A Message from Wyman T. Roberts, CEO of Brinker International

As most of you already know, these are uncertain times. Covid-19, also known as Coronavirus, has upended the American restaurant industry. As CEO of Brinker International, the parent company of Chili’s, I’m here to tell you about the steps we’re taking in order to provide a safe, consistent, and delicious experience at Chili’s.

As of today, we’re happy to announce we will be offering indoor dining–as well as takeout and curbside pickup–at every Chili’s location in the contiguous United States. All tables have been removed and booths spaced six feet apart to comply with national health guidelines. We call it our OnlyBooths® Promise.
We’ve also updated our menu. As of today, we will only be offering one item: Chicken Crispers®. Our Chicken Crispers® are a customer favorite. They will be prepared on-site by an employee known as the Crisper. The Crisper will care for the chickens from birth, slaughter them in a humane fashion, do whatever it is one must to do get them ready for the fryer, and then crisp them according to Chili’s secret recipe. The Crisper will also be responsible for making our famous honey mustard sauce. We’re providing our Crispers with a year’s worth of bees and mustard seed so that no outside deliveries need be made. The Crisper will live on premises to minimize contagion.

When you arrive at your local Chili’s, feel free to seat yourself. Pick a booth, any booth. BoothsOnly®. When you’re ready to order, simply ring the bell on your table to summon the Crisper to his kitchen window. It’s a small window so be sure to make eye contact with the Crisper and hold up as many fingers as you want Chicken Crispers®. The Crisper will nod ever so slightly to confirm that he has understood your order. As a courtesy to our customers, Chili’s will not be providing utensils or napkins. You may or may not get a plate. No beverages, either, and the bathrooms will be locked.
You will know when your Chicken Crispers® are ready when you waft their sumptuous aroma across the dining room. You’re now free to walk over to the tiny kitchen window and announce your presence to the Crisper (“I’m here, Crisper!”). He will place your Chicken Crispers® in the C.A.R. (Chili’s AirLock System - patent pending) and press go.

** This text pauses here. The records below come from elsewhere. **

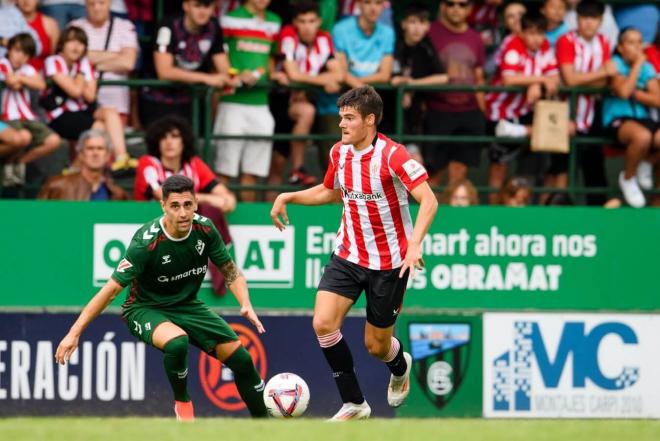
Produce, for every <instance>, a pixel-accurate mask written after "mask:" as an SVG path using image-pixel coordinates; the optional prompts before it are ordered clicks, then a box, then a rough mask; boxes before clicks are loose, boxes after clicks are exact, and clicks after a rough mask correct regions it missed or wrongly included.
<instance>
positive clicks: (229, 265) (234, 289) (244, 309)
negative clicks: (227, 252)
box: [218, 259, 266, 334]
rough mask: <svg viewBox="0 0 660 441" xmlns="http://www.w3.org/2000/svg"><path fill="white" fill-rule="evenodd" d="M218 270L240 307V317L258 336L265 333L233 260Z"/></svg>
mask: <svg viewBox="0 0 660 441" xmlns="http://www.w3.org/2000/svg"><path fill="white" fill-rule="evenodd" d="M218 270H220V272H221V273H222V275H223V276H225V283H226V284H227V287H228V288H229V290H230V291H231V293H232V294H233V295H234V297H236V300H237V301H238V304H239V305H240V307H241V315H242V316H243V317H245V318H246V319H248V320H249V321H250V323H252V325H253V326H254V327H255V328H257V331H259V333H260V334H263V333H264V332H266V329H264V325H262V324H261V321H260V320H259V317H258V316H257V313H256V312H254V308H253V307H252V302H250V293H249V291H248V288H247V281H246V280H245V277H244V276H243V275H242V274H241V271H240V270H239V269H238V267H237V266H236V263H234V261H233V260H231V259H230V260H228V261H227V262H226V263H225V264H224V265H222V266H220V267H218Z"/></svg>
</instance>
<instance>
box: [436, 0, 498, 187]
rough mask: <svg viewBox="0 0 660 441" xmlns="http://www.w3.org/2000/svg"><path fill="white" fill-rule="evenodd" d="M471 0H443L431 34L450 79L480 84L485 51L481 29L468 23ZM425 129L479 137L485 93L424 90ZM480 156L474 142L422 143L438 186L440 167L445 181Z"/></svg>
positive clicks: (483, 107)
mask: <svg viewBox="0 0 660 441" xmlns="http://www.w3.org/2000/svg"><path fill="white" fill-rule="evenodd" d="M469 12H470V1H469V0H443V1H442V2H440V7H439V14H438V19H437V20H435V21H434V22H433V23H431V29H430V31H429V38H430V40H431V42H432V43H433V47H434V48H435V51H436V53H437V55H438V58H439V59H440V63H441V65H442V68H443V72H446V73H447V75H448V76H449V83H450V84H460V85H470V86H474V85H481V84H484V82H485V80H484V77H485V73H484V65H485V62H486V50H485V48H484V44H483V42H482V41H481V37H480V36H479V33H478V32H476V31H475V30H473V29H471V28H470V26H469V25H468V23H467V17H468V14H469ZM425 96H426V98H427V99H426V102H427V107H428V110H427V112H426V115H425V117H424V133H425V134H428V135H444V136H452V135H474V136H483V135H484V134H485V131H486V120H485V118H484V114H483V110H482V109H483V108H484V103H483V94H482V93H473V92H450V93H447V92H440V93H427V94H425ZM480 159H481V145H479V144H478V143H470V144H466V143H451V142H429V143H427V144H426V145H425V146H424V165H425V166H426V167H427V170H428V172H429V176H430V179H429V182H430V184H431V185H438V184H439V183H440V180H441V178H442V174H443V172H444V170H445V169H446V170H447V173H446V175H447V182H454V181H457V180H462V179H465V178H466V177H467V173H468V168H469V167H477V166H478V165H479V163H480Z"/></svg>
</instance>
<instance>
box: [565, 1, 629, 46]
mask: <svg viewBox="0 0 660 441" xmlns="http://www.w3.org/2000/svg"><path fill="white" fill-rule="evenodd" d="M579 4H580V0H567V1H566V15H565V16H564V23H566V26H568V29H570V30H571V31H574V30H576V29H577V17H578V14H577V5H579ZM598 33H599V34H603V35H604V36H605V38H606V39H607V43H608V44H609V45H610V48H612V49H613V48H615V47H616V44H617V37H618V36H619V26H617V24H616V20H614V13H613V12H612V6H610V5H605V10H604V11H603V19H602V21H601V23H600V26H599V27H598Z"/></svg>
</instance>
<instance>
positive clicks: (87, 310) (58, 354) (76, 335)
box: [55, 279, 124, 364]
mask: <svg viewBox="0 0 660 441" xmlns="http://www.w3.org/2000/svg"><path fill="white" fill-rule="evenodd" d="M122 289H124V288H123V287H122V286H121V285H120V284H119V283H117V282H115V281H114V280H113V279H110V280H108V282H107V283H106V284H105V285H104V286H103V288H101V289H100V290H99V292H98V293H96V295H95V296H94V297H92V300H90V301H89V303H87V305H86V306H85V307H84V308H83V310H82V312H81V313H80V315H79V316H78V319H77V320H76V321H75V323H74V324H73V325H72V326H71V329H70V330H69V333H68V334H67V335H65V336H64V338H63V339H62V341H61V342H60V345H59V346H58V347H57V351H56V352H55V361H56V362H57V363H59V364H64V363H66V362H67V361H68V360H69V357H71V354H73V352H74V351H75V350H76V348H77V347H78V340H79V339H80V335H81V334H82V332H83V331H84V330H85V328H87V326H88V325H89V324H90V323H91V322H92V320H94V319H95V318H96V317H97V316H98V315H99V314H100V313H102V312H103V310H104V309H105V308H107V307H108V305H109V304H110V302H112V301H113V300H114V298H115V297H117V294H119V293H120V292H121V291H122Z"/></svg>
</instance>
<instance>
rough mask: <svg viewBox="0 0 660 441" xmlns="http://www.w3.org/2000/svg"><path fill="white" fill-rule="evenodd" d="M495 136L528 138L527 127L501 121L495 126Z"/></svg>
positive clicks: (515, 123) (510, 122)
mask: <svg viewBox="0 0 660 441" xmlns="http://www.w3.org/2000/svg"><path fill="white" fill-rule="evenodd" d="M495 136H501V137H503V138H524V137H525V136H527V127H525V126H524V125H523V124H516V123H512V122H510V121H507V120H505V119H501V120H500V121H499V122H498V123H497V125H496V126H495Z"/></svg>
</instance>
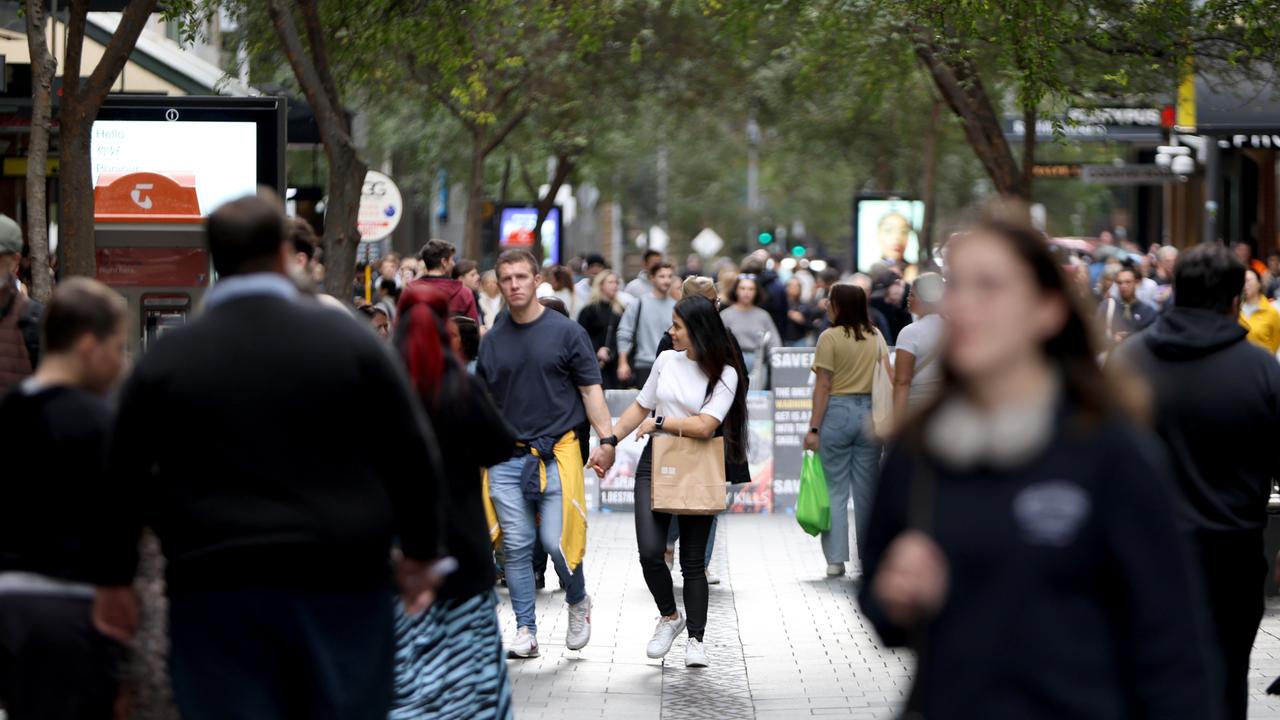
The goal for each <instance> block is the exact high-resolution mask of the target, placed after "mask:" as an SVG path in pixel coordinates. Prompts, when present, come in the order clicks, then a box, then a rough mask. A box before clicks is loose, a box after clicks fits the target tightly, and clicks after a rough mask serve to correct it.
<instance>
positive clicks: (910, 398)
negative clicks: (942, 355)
mask: <svg viewBox="0 0 1280 720" xmlns="http://www.w3.org/2000/svg"><path fill="white" fill-rule="evenodd" d="M945 288H946V284H945V282H943V279H942V275H940V274H937V273H923V274H922V275H920V277H918V278H915V282H914V283H911V299H910V304H911V314H913V315H915V316H916V320H915V322H914V323H911V324H910V325H906V327H905V328H902V329H901V331H900V332H899V333H897V346H896V352H895V355H893V416H895V418H899V419H905V418H908V416H909V413H915V411H918V410H919V409H920V407H924V406H925V405H928V404H929V401H931V400H933V398H934V397H936V396H937V393H938V389H940V388H941V387H942V359H941V357H940V355H941V354H942V316H941V315H938V307H940V306H941V304H942V293H943V290H945Z"/></svg>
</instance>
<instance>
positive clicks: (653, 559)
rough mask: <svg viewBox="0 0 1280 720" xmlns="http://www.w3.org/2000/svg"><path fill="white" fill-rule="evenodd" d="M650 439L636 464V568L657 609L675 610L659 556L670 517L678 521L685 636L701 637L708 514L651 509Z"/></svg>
mask: <svg viewBox="0 0 1280 720" xmlns="http://www.w3.org/2000/svg"><path fill="white" fill-rule="evenodd" d="M652 478H653V443H648V445H645V447H644V452H641V454H640V462H639V464H637V465H636V495H635V503H636V544H637V546H639V547H640V569H641V570H644V582H645V584H646V585H649V592H650V593H652V594H653V600H654V602H657V603H658V612H662V614H663V615H675V614H676V588H675V584H673V583H672V582H671V570H668V569H667V561H666V559H664V557H663V556H664V555H666V552H667V530H668V529H669V528H671V519H672V518H675V519H676V521H677V523H680V574H681V575H682V577H684V578H685V615H686V620H687V623H689V624H687V628H689V637H691V638H694V639H698V641H700V639H703V633H704V632H705V630H707V605H708V602H709V598H708V594H709V591H708V587H707V538H708V537H710V532H712V520H713V519H714V516H712V515H671V514H669V512H654V511H653V510H649V509H650V507H653V495H652V493H653V482H652Z"/></svg>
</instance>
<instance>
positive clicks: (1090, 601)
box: [859, 411, 1216, 720]
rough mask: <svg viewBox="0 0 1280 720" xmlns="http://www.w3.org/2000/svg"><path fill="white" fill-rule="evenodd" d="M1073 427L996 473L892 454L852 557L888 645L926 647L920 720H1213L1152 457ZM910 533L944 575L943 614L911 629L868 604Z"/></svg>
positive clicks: (1164, 471)
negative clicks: (919, 627) (916, 627)
mask: <svg viewBox="0 0 1280 720" xmlns="http://www.w3.org/2000/svg"><path fill="white" fill-rule="evenodd" d="M1069 423H1070V420H1069V419H1068V414H1066V413H1065V411H1064V413H1060V419H1059V425H1057V430H1056V432H1055V438H1053V439H1052V441H1051V443H1050V446H1048V447H1046V448H1044V450H1043V451H1042V452H1041V454H1039V455H1038V456H1037V459H1034V460H1032V461H1029V462H1025V464H1024V465H1023V466H1021V468H1014V469H1006V470H996V469H989V468H987V469H984V468H980V466H979V468H977V469H972V470H954V469H947V468H946V466H942V465H938V464H936V462H929V464H928V465H922V457H924V455H923V454H922V452H913V451H909V450H908V448H906V447H902V446H899V447H895V448H892V450H891V451H890V454H888V459H887V460H886V462H884V468H883V471H882V477H881V482H879V487H878V489H877V492H876V501H874V505H873V510H872V519H870V529H869V532H868V536H869V537H868V541H867V546H865V548H861V552H860V555H861V560H863V573H864V578H865V579H864V582H863V584H861V589H860V592H859V601H860V603H861V607H863V611H864V614H865V615H867V618H868V619H869V620H870V621H872V623H873V625H874V626H876V630H877V632H878V634H879V635H881V638H882V641H883V642H884V643H886V644H888V646H902V644H911V646H913V647H915V648H916V650H920V648H923V651H922V661H920V666H919V669H918V675H916V678H918V680H916V683H918V687H916V688H915V693H914V700H915V702H916V705H918V708H919V710H922V711H923V716H924V717H928V719H929V720H948V719H956V720H968V719H978V717H980V719H983V720H1023V719H1027V717H1036V719H1062V720H1066V719H1073V720H1074V719H1083V717H1088V719H1091V720H1120V719H1144V717H1149V719H1152V720H1156V719H1160V720H1178V719H1185V720H1201V719H1212V717H1216V715H1215V714H1213V712H1215V711H1213V708H1212V707H1211V705H1210V697H1211V684H1210V680H1208V678H1207V673H1208V670H1207V667H1206V664H1207V662H1208V660H1207V657H1208V655H1207V653H1206V652H1203V648H1204V642H1203V638H1204V615H1203V603H1202V601H1201V598H1199V596H1198V594H1197V589H1196V584H1194V575H1193V573H1194V570H1193V569H1192V565H1190V562H1189V560H1188V555H1187V552H1185V547H1184V539H1183V537H1181V536H1180V533H1179V532H1178V528H1176V524H1175V520H1174V507H1172V502H1171V498H1170V495H1171V492H1170V491H1171V488H1170V486H1171V483H1170V478H1169V474H1167V466H1166V464H1165V462H1164V457H1162V454H1161V451H1160V447H1158V443H1157V442H1156V441H1155V438H1152V437H1149V436H1147V434H1146V433H1142V432H1139V430H1137V429H1135V428H1133V427H1132V425H1129V424H1128V423H1124V421H1119V420H1116V421H1111V423H1107V424H1100V425H1096V427H1093V428H1092V429H1084V428H1076V427H1073V425H1071V424H1069ZM928 488H932V492H929V489H928ZM928 507H932V509H933V511H932V512H928V511H924V510H925V509H928ZM909 519H914V520H915V523H919V525H916V524H915V523H913V521H909ZM908 528H915V529H920V530H923V532H925V533H927V534H928V536H929V537H931V538H932V539H933V541H934V542H936V543H937V544H938V546H940V547H941V550H942V552H943V555H945V556H946V561H947V568H948V583H947V597H946V601H945V605H943V607H942V611H941V614H940V615H938V616H937V618H934V619H933V620H932V621H931V623H928V624H927V625H924V626H923V628H915V629H908V628H902V626H897V625H895V624H893V623H891V621H890V620H888V618H887V616H886V614H884V611H883V609H882V607H881V605H879V602H878V600H877V597H876V594H874V593H873V591H872V588H874V587H876V579H874V578H876V574H877V571H878V569H879V568H881V564H882V560H883V556H884V552H886V551H887V548H888V547H890V544H891V543H892V542H893V539H895V538H897V537H899V536H900V534H901V533H902V532H904V530H906V529H908ZM859 544H863V543H861V541H859Z"/></svg>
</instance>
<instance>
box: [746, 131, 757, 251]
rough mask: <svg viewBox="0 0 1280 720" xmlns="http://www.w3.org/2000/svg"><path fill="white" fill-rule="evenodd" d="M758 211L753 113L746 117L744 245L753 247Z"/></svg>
mask: <svg viewBox="0 0 1280 720" xmlns="http://www.w3.org/2000/svg"><path fill="white" fill-rule="evenodd" d="M759 213H760V126H758V124H756V123H755V113H751V114H750V115H749V117H748V118H746V218H748V220H746V246H748V247H755V245H754V243H755V236H756V225H755V223H756V220H758V219H759Z"/></svg>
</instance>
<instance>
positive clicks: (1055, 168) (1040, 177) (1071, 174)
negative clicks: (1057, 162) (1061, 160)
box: [1032, 163, 1082, 178]
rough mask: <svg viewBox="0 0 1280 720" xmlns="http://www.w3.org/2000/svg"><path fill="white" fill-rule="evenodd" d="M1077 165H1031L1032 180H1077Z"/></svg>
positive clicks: (1057, 163)
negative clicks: (1056, 178)
mask: <svg viewBox="0 0 1280 720" xmlns="http://www.w3.org/2000/svg"><path fill="white" fill-rule="evenodd" d="M1080 172H1082V170H1080V164H1079V163H1036V164H1034V165H1032V177H1033V178H1078V177H1080Z"/></svg>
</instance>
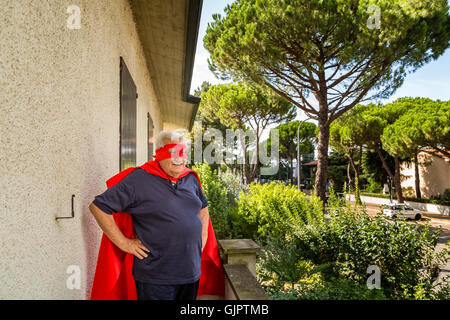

If you your hand gets caught in the C.A.R., don’t panic. The C.A.R. is still in beta testing, and it occasionally malfunctions. As long as there are other patrons in the Chili’s, you’ll be fine. Simply instruct them to order any number of scrumptious and piping hot Chicken Crispers,® and when the Crisper is done making them, you’ll get your hand back. If there are no other patrons in the Chili’s, you must wait for patrons to come. We apologize for any inconvenience. Don’t ever ask the Crisper how he feels about working at Chili’s.
Thank you for your continued patronage of Chili’s during these difficult times. Your loyalty and business mean the world to us. Black Lives Matter.